USCIS Q&A reveals serious problems

On December 14, 2009, coming hard on the heels of an EB-5 Program memo issued by U.S. Citizenship and Immigration Services (USCIS), the agency issued responses to questions posed by the American Immigration Lawyers Association EB-5 Investors Committee and the Invest in the USA Association.
There was good news and bad news concerning these opinions issued by USCIS.
USCIS confirmed, for the first time, that an EB-5 alien investor may use funds unrelated to his or her EB-5 investment to purchase insurance from a third-party insurer which would be paid to the investor if the EB-5 enterprise fails to repay the investor. Surprisingly, USCIS said the investor could purchase an indemnity policy as long as the investor's capital is "at risk" and the indemnity policy does not constitute a redemption agreement or a guaranteed buy-back arrangement for the
alien investor's investment in the EB-5 enterprise.

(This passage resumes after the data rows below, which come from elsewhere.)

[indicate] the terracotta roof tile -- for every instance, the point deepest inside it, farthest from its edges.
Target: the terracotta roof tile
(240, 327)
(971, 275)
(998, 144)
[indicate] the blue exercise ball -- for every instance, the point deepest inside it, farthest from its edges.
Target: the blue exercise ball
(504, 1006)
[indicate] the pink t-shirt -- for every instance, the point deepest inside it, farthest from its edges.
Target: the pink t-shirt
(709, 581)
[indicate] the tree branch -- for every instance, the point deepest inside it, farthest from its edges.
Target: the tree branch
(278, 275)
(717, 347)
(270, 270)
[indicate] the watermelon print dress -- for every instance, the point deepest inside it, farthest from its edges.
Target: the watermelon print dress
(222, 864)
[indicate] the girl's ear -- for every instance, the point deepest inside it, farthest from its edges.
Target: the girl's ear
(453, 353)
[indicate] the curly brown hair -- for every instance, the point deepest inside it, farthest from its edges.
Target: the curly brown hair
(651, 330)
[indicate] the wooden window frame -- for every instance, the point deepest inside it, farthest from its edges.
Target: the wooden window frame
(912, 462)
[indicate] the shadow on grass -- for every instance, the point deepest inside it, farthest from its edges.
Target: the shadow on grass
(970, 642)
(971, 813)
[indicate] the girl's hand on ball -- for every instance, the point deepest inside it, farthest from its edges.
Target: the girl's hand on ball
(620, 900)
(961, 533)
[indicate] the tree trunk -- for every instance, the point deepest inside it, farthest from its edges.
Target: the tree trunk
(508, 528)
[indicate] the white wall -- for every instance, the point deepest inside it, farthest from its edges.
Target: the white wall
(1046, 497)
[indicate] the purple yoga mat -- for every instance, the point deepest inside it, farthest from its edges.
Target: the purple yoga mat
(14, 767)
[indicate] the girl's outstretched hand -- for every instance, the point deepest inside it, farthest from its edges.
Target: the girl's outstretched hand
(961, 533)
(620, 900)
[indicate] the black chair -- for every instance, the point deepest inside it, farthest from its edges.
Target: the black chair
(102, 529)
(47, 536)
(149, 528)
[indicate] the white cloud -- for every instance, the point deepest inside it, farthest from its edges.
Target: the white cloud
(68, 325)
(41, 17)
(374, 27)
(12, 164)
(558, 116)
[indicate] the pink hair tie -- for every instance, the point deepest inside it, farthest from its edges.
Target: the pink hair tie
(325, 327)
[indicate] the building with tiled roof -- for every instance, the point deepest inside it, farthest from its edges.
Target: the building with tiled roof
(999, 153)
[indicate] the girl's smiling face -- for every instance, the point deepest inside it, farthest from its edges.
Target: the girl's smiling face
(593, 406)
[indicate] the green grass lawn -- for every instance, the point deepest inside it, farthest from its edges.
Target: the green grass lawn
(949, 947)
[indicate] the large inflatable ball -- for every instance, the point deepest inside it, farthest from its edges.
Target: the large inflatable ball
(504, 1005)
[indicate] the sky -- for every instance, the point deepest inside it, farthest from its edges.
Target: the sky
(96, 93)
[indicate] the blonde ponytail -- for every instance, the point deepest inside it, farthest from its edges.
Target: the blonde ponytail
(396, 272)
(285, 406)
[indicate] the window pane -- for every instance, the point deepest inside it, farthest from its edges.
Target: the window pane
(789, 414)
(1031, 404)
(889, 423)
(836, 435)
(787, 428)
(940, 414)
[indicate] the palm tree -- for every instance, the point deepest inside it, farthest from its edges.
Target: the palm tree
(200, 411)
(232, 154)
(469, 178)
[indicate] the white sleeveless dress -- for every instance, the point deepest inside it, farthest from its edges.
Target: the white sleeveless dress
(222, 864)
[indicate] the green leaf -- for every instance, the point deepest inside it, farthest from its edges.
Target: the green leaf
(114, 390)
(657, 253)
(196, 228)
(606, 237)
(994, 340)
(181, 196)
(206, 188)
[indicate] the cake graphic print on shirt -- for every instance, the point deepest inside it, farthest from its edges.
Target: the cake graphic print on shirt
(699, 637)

A response concerning Targeted Employment Areas (TEA's), which are 150 percent of the national unemployment rate and are designated by a state agency, confirms what appeared in a December 11 USCIS memo concerning the EB-5 Program. USCIS stated that it could not confirm that "gerrymandering" -- a finding of an area of high unemployment by a designated state agency by cobbling together census tracts or political subdivisions -- "is an acceptable business practice for EB-5 purposes." This response is troubling. Designated state agencies are not "frustrating congressional intent," as the USCIS response states. There are huge areas of geography in the United States which, today, during this ugly recession, cannot qualify under the 150 percent of the national unemployment rate because the national rate is near or at 10 percent. This means that in an area not qualified as a TEA, the investor must invest the minimum $1 million, and most -- if not all -- investors
would rather invest the minimum $500,000 in a TEA. USCIS will not allow rural areas within Metropolitan Statistical Areas, designated by these state agencies, to qualify for the lower minimum investment amount of $500,000 either, thus frustrating congressional intent.
USCIS confirmed that there was nothing in the law or regulations to preclude a guarantee from a third party to repay the borrower "as long as the alien investor's capital is still 'at risk', and the arrangement does not constitute a redemption
agreement or a guaranteed buy-back arrangement ...."

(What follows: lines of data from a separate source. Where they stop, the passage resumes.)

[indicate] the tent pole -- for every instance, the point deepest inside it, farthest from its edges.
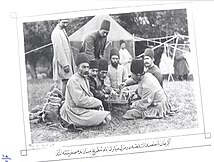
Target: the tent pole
(173, 56)
(133, 45)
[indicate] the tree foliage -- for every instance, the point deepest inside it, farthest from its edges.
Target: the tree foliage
(154, 24)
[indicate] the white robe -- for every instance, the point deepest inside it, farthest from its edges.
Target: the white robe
(125, 60)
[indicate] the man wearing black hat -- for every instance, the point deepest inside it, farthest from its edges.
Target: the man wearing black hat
(150, 67)
(153, 102)
(117, 72)
(80, 107)
(94, 44)
(97, 92)
(125, 57)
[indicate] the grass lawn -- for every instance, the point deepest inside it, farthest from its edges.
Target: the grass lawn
(180, 95)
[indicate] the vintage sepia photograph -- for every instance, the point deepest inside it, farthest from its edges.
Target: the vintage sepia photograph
(110, 75)
(106, 81)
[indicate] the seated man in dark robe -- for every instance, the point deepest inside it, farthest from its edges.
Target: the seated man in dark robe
(153, 102)
(99, 93)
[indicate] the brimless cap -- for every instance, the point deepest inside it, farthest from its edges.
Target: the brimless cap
(137, 66)
(102, 65)
(81, 58)
(93, 64)
(113, 52)
(149, 52)
(105, 25)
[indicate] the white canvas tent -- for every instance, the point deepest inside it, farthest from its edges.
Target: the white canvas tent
(116, 33)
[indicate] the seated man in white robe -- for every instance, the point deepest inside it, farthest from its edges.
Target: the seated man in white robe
(80, 107)
(153, 102)
(117, 73)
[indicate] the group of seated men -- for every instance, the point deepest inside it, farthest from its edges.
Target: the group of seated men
(95, 80)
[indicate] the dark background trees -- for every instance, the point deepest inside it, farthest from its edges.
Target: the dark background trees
(150, 24)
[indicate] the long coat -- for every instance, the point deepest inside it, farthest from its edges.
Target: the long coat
(153, 103)
(94, 45)
(80, 107)
(63, 54)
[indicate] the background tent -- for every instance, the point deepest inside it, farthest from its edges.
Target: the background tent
(116, 33)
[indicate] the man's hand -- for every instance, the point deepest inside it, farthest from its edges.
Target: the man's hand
(106, 96)
(122, 85)
(66, 69)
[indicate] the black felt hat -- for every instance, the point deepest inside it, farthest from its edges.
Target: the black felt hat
(137, 66)
(93, 64)
(81, 58)
(102, 65)
(114, 51)
(105, 25)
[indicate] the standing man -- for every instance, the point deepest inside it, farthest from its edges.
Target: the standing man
(63, 61)
(181, 66)
(117, 72)
(150, 67)
(125, 57)
(80, 107)
(94, 44)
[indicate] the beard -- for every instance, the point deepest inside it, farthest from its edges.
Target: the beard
(115, 64)
(83, 73)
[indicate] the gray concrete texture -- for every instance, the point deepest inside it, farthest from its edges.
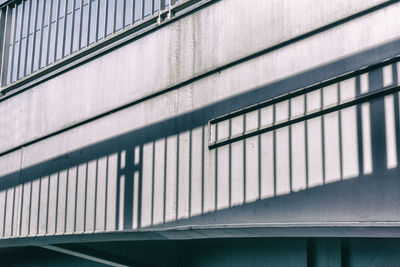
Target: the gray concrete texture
(215, 36)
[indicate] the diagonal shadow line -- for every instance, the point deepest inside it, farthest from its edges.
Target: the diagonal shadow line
(183, 122)
(201, 116)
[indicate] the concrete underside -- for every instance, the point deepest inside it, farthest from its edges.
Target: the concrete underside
(116, 149)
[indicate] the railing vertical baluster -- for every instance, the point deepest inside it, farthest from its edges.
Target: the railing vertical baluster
(56, 31)
(80, 26)
(2, 33)
(161, 6)
(88, 22)
(142, 10)
(34, 36)
(105, 17)
(28, 25)
(6, 45)
(123, 13)
(97, 20)
(15, 17)
(21, 29)
(65, 28)
(133, 11)
(49, 33)
(115, 17)
(169, 9)
(71, 49)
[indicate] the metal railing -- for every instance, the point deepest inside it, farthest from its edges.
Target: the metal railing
(36, 34)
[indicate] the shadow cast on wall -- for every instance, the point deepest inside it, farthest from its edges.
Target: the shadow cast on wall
(165, 175)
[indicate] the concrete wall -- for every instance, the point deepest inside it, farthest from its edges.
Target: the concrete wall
(149, 163)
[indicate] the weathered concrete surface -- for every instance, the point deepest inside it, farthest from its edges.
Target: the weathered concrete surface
(177, 154)
(214, 36)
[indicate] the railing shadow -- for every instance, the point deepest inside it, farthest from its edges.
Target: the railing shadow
(341, 166)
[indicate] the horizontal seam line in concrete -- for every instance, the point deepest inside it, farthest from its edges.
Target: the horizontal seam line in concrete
(202, 75)
(162, 233)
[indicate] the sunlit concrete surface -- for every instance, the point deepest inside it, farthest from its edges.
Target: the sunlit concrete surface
(238, 120)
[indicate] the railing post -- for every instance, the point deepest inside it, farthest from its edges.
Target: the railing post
(5, 41)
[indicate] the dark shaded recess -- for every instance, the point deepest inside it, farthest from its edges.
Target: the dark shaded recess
(375, 195)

Most troubling was the USCIS response on the creation of indirect and induced jobs, which can be used by regional centers to help investors reach the 10 jobs created per investor, a requirement of the EB-5 Program. USCIS has misinterpreted a bad 1998 precedent decision called Matter of Izummi, which recognized, as a factual premise, that direct jobs were being created outside the boundaries of the regional center. Not once did the decision mention "indirect" or "induced" jobs. However, USCIS has issued its opinion, relying upon Izummi, that indirect and induced jobs created outside the geographic boundaries of a regional center do not count for EB-5 purposes. This is outrageous!
"While the regulation at 8 CFR 204.6(m)(3) provides that each reagional center must describe 'how the regional center focuses on a geographical region of the United States,' " the response stated, "USCIS interprets the statutory and regulatory prescribed focus to mean that the economic analysis methodology used by regional centers should also be focused on job creation within the bounds of the regional center. [See also Matter of Izummi.] As a result, a regional center should file an amended proposal seeking an expansion of the geographic area of the regional center if it wishes to include job creation within its economic models in areas outside of the bounds of the regional center."
If this opinion is allowed to stand, it has the potential to kill this job-creation program.
But see the December 11 USCIS memo at page 9, where it states that "Regional Center Proposals must demonstrate the following EB-5 eligibility requirements in order to be approved: ... (iii) A detailed prediction of the proposed regional center's predicted impact regionally or nationally on household earnings, greater demand for business services, utilities, maintenance and repair, and construction both within and outside the geographic area of the proposed Regional Center." 8 CFR section 204.6(m)(3)(iv).
Those are the words, right out of the Code of Federal Regulations, which USCIS is bound by.


  1. I think that the insurance issue regarding the eb5 visa program should be held against the standards that all investors face when making an investment. If a US citizen investor can purchase insurance to protect against the risk of his investment, then eb5 visa holders should be able to do the same thing.